About 23.25pm BST on 28 September, the company tweeted that it was investigating an issue affecting access to multiple Microsoft 365 services. “We’re working to identify the full impact and will provide more information shortly,” it wrote in the MSFT365Status tweet.
Microsoft confirmed it was investigating availability of the Azure AD service, which organisations use to authenticate onto Microsoft 365. “Customers using Azure Active Directory may experience HTTP 503 errors when accessing the Azure portal,” it said.
However, some people on Twitter observed that the outage had implications that extended beyond the AD portal. One IT admin tweeted: “None of my clients with Azure AD-backed applications can log in or authenticate right now.”
Another noted that the corporate application was down because Azure AD authentication was unavailable. Some people complained they could not use Teams or other Microsoft online services such as Outlook 365.
The company initially said it had identified a recent change that appeared to be the source of the issue and announced it had rolled back the change to mitigate the impact. While monitoring the IT environment, Microsoft admitted it had not observed an increase in successful connections after rolling back the recent change. “We’re working to evaluate additional mitigation solutions while we investigate the root cause,” it said.
This mitigation involved rerouting network traffic to alternate IT infrastructure, which Microsoft said would improve the user experience while it continued to investigate the issue.
In 2019, Mark Russinovich, chief technology officer at Microsoft Azure, described how Azure AD had been architected so that it had no single point of failure (SPOF). He said Azure AD was a global service with multiple levels of internal redundancy and automatic recoverability and was deployed in over 30 datacentres around the world using Azure Availability Zones.
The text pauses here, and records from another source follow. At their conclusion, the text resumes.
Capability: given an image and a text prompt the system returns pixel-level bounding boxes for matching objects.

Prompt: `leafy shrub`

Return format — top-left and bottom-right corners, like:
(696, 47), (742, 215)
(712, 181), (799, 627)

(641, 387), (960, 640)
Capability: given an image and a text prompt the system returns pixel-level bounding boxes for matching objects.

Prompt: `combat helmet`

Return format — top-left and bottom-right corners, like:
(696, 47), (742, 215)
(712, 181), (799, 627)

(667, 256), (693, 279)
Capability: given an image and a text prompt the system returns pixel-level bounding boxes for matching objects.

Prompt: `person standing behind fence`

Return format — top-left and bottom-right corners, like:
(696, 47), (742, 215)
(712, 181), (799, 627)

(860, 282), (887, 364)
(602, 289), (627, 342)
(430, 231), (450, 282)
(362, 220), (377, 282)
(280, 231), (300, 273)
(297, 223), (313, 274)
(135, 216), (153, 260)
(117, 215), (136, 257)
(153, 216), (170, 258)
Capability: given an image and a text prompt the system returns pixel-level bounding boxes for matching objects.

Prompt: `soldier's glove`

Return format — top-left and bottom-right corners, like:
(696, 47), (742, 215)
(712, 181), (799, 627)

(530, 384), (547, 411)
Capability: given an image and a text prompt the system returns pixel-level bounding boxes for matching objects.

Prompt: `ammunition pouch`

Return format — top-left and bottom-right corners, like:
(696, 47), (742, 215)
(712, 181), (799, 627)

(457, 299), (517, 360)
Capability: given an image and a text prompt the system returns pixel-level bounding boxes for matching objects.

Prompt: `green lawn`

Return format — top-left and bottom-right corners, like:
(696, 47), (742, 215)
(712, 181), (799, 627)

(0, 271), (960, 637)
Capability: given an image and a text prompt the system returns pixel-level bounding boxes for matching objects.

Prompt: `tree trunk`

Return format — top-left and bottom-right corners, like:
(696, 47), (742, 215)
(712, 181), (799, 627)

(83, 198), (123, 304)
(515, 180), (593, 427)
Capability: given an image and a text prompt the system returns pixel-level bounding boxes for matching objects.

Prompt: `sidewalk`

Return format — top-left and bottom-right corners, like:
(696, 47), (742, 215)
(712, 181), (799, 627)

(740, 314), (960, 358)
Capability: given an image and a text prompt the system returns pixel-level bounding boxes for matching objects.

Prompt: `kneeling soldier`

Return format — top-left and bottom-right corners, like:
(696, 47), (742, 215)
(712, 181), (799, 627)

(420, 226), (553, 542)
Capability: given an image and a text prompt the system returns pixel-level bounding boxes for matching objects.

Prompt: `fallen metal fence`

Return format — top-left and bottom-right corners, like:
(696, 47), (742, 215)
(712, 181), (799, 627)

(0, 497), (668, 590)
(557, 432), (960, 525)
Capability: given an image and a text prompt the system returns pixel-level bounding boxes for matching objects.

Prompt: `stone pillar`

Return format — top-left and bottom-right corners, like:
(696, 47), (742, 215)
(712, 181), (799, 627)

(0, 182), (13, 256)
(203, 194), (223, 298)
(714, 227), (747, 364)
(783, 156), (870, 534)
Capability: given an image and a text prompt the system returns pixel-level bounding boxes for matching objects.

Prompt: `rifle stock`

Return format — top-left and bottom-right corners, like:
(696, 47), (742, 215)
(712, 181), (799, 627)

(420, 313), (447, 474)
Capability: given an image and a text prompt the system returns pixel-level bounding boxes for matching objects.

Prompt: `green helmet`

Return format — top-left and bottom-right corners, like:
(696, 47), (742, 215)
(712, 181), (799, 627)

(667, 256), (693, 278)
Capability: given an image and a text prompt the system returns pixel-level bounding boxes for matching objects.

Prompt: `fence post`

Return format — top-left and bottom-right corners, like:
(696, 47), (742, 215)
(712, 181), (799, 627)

Read more about Active Directory resilience
He wrote: “Given the criticality of our services, we don’t accept SPOFs in critical external systems like Distributed Name Service (DNS), content delivery networks (CDN) or telco providers that transport our multi-factor authentication (MFA), including SMS and Voice. For each of these systems, we use multiple redundant systems configured in a full active-active configuration.
“Much of that work on this principle has come to completion over the last calendar year and, to illustrate, when a large DNS provider recently had an outage, Azure AD was entirely unaffected because we had an active/active path to an alternate provider.”
The fact that an update made Azure AD inaccessible to many organisations shows that even with the level of resilience and replication it has built in, the service still becomes a SPOF for many businesses that rely on it to authenticate users of their line-of-business applications. One IT admin tweeted: “It’s like the front door to the house was locked, but hey, everything is in the house. You just can’t get in.”
The issues with Azure AD have now been resolved. Microsoft said: “We’ve fixed the service interruption that some customers may have experienced while performing authentication operations.”